Peter Saville is an artist and designer whose contribution to culture has been unique. As co-founder and art director of the legendary independent UK label Factory Records, he accessed a mass audience through pop music, best exemplified in the series of record sleeves he created for Joy Division and New Order between 1979 and 1993. His many clients have included Roxy Music, Yohji Yamamoto, Pulp, Tate, Centre Pompidou, adidas and Lacoste, to name a few. Saville talks to Penny Martin, journalist and editor-in-chief of The Gentlewoman, about the new Burberry Monogram and logo.
PM: What was the inspiration behind the Monogram?
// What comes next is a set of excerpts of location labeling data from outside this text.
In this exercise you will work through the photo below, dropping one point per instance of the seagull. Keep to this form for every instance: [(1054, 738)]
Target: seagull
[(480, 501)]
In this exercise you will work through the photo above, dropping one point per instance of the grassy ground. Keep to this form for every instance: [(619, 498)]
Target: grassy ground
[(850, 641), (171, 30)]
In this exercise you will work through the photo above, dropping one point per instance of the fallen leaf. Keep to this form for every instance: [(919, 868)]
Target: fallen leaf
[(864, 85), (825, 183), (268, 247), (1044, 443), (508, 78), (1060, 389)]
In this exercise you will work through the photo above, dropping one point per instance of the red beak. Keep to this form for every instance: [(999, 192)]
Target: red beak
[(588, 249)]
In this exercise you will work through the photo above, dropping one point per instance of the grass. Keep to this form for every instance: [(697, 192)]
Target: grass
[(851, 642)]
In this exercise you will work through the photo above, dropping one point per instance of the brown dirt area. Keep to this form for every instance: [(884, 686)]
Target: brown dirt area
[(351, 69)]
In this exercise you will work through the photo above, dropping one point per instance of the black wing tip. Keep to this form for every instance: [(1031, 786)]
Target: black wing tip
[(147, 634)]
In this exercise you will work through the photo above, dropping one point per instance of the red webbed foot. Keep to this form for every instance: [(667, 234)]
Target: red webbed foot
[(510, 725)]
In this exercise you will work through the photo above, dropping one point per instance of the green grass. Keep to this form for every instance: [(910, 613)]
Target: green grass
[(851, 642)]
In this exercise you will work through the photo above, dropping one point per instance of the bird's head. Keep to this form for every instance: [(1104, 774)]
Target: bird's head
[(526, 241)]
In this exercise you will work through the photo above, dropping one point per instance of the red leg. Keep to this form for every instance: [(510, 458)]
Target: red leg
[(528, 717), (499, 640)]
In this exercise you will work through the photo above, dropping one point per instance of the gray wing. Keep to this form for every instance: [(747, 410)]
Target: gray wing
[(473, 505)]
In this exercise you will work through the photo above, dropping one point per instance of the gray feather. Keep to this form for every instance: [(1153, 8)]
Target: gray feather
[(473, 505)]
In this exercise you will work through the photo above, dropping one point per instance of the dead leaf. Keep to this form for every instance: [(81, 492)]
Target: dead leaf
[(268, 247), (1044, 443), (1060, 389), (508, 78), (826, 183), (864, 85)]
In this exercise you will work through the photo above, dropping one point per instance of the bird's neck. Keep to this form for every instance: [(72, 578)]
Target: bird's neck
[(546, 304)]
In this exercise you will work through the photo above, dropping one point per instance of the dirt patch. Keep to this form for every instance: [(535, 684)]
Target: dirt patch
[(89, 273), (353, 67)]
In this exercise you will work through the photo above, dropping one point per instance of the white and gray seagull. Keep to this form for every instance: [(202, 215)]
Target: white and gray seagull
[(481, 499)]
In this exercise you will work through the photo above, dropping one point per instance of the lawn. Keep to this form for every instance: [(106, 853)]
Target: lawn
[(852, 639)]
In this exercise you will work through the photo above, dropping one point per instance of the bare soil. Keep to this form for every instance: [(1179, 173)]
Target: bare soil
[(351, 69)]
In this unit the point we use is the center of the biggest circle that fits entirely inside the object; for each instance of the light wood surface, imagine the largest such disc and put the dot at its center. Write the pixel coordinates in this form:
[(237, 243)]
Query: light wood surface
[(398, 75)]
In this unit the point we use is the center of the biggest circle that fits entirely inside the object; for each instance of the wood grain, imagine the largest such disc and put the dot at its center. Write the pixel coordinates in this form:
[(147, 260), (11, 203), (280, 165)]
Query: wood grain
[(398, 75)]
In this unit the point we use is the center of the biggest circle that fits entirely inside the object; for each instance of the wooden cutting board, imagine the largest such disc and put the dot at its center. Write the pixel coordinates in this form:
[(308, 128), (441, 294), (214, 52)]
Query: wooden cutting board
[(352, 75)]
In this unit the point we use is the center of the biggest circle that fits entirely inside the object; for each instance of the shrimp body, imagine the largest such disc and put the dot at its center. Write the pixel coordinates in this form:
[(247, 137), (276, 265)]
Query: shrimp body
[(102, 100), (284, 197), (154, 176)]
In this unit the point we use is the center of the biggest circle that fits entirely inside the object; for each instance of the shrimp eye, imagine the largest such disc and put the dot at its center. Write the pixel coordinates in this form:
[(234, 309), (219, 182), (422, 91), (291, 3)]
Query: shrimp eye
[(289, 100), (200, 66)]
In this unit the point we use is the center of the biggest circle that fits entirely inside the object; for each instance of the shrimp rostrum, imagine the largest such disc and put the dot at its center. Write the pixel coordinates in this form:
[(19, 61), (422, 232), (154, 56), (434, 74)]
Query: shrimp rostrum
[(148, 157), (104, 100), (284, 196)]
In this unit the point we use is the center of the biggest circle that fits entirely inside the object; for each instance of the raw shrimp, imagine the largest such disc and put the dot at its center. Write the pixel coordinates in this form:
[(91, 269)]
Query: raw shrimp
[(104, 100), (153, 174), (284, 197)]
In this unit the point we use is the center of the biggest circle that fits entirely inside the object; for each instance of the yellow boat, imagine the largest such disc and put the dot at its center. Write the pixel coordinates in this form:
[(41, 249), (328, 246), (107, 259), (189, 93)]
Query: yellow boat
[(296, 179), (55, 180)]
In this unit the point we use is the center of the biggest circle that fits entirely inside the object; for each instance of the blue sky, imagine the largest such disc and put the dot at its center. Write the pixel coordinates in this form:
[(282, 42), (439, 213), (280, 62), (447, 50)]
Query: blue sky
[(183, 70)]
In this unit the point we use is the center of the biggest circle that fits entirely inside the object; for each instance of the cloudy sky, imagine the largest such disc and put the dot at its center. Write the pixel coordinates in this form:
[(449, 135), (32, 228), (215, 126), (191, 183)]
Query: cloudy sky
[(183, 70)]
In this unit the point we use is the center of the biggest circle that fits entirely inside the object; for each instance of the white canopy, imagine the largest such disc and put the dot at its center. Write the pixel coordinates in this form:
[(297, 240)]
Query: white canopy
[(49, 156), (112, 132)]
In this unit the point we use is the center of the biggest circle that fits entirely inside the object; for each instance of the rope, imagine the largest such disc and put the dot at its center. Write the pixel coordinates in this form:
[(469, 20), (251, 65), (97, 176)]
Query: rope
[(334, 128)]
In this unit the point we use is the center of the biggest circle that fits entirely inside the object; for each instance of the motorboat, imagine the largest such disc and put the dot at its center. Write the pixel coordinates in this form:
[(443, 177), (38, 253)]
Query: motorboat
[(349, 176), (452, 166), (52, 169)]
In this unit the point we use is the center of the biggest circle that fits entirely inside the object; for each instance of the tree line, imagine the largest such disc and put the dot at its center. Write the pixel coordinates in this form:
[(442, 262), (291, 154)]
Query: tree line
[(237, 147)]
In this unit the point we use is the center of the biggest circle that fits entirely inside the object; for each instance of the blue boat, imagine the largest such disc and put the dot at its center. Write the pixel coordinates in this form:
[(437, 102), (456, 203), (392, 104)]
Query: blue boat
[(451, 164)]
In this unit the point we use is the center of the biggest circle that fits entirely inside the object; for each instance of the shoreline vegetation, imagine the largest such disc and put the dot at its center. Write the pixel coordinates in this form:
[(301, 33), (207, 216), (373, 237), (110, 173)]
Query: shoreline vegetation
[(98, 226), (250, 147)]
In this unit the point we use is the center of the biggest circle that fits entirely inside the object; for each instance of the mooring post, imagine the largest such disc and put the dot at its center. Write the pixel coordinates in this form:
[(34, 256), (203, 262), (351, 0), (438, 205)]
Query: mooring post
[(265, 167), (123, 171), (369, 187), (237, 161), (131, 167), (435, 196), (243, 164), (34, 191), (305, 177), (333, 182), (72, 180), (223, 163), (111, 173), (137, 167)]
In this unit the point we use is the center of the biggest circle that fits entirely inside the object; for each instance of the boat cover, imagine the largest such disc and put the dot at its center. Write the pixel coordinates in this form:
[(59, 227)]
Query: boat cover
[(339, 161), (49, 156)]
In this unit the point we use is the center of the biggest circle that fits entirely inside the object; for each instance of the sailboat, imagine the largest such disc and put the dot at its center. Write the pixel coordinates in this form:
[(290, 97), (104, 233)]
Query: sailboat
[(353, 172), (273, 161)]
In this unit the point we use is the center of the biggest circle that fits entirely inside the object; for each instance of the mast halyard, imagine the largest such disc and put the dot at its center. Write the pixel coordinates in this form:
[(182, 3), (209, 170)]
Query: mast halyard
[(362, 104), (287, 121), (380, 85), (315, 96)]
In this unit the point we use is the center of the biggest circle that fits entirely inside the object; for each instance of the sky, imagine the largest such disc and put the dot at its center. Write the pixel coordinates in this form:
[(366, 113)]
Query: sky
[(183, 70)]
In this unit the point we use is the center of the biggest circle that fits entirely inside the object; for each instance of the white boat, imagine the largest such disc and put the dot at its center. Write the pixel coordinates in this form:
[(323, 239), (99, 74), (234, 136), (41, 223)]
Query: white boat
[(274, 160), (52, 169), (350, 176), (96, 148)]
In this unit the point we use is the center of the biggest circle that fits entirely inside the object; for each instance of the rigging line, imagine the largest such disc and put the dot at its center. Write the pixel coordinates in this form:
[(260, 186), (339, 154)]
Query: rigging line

PS: The Monogram is a new way to write Burberry. There were some logo stamps with the ‘TB’ of Thomas Burberry in the archive. The final result is a combination of the 19th and 20th centuries – those historic flourishes give it its charm.
PM: How did you create the new logo? PS: We started by proposing 12 variations for the logotype, including taking a new approach to the utilitarian provenance of Burberry. Confident and functional, but with something a little kinky about it – it is a complete step change, an approach that taps into the heritage of the company in a way that suggests the 21st-century cultural coordinates of what Burberry could be.
PM: Tell us about what this collaboration means to you. PS: Burberry is one of the institutions of contemporary culture, and I felt honoured to accept the commission to design its new identity. We needed an identity for Burberry that was fluid – something to transcend the company provenance without denying it.
PM: What are your hopes for the legacy of this new identity? PS: People are interested in other codes of visual language, and the former distinctions between cultural disciplines are so porous that people talk about typography in the same breath as fashion, architecture or art. That we have finally reached this fluency across our cultural spectrum pleases me.